Scientific classification
- Kingdom: Animalia
- Phylum: Chordata
- Class: Actinopterygii
- Order: Cypriniformes
- Family: Botiidae
- Genus: Yasuhikotakia
- Species: Y. modesta
- Binomial name: Yasuhikotakia modesta (Bleeker, 1864)
- Synonyms: Botia modesta Bleeker, 1864; Botia rubripinnis Sauvage, 1876;

= Yasuhikotakia modesta =

- Authority: (Bleeker, 1864)
- Conservation status: LC
- Synonyms: Botia modesta Bleeker, 1864, Botia rubripinnis Sauvage, 1876

Species of fish

Yasuhikotakia modesta (blue botia) is a tropical freshwater fish of the family Botiidae. It is native to large rivers in Thailand, Laos, Cambodia, and Vietnam. The blue botia is a widely available fish in the aquarium trade and can be purchased globally.

Other common names for this fish are red-finned loach, redtail botia, and colored botia.

== Distribution and habitat ==
Blue botias are widespread in eastern and central Indochina, notably in the Mekong River basin (including Tonlé Sap); the species is also found in the Chao Phraya, Bang Pakong and Mae Klong river basins of Thailand. The water usually has a muddy substrate, a neutral pH of 7.0, and the temperature averages 26 to 30 C.

==Description==
The blue botia has a long, compact body and arched back similar to many other members of the family Botiidae including clown and yoyo loaches. Wild specimens have been found up to 25 cm but those in captivity rarely grow larger than 18 cm.

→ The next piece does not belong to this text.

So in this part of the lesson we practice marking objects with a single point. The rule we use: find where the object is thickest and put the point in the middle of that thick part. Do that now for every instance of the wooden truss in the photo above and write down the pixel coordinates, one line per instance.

The body is bluish-gray and the fins are red, orange, and in rare instances yellow. Immature specimens sometimes have a greenish tint to their bodies. Good health is indicated by bright coloration.

==Ecology==

===Behavior===
Juvenile blue botias are active schooling fish. As they grow older, they spend more time hiding in caves or under rocks in solitude. Like many loaches, blue botias are a nocturnal species that comes out at night to dig through gravel and substrate for food. They are omnivorous, but prefer a meat-intensive diet of krill, bloodworms, Daphnia, earthworms and live insects. Like clown loaches (Chromobotia macracanthus), they sometimes make a loud clicking noise.

Groups of blue botias often create hierarchies with an alpha and omega member.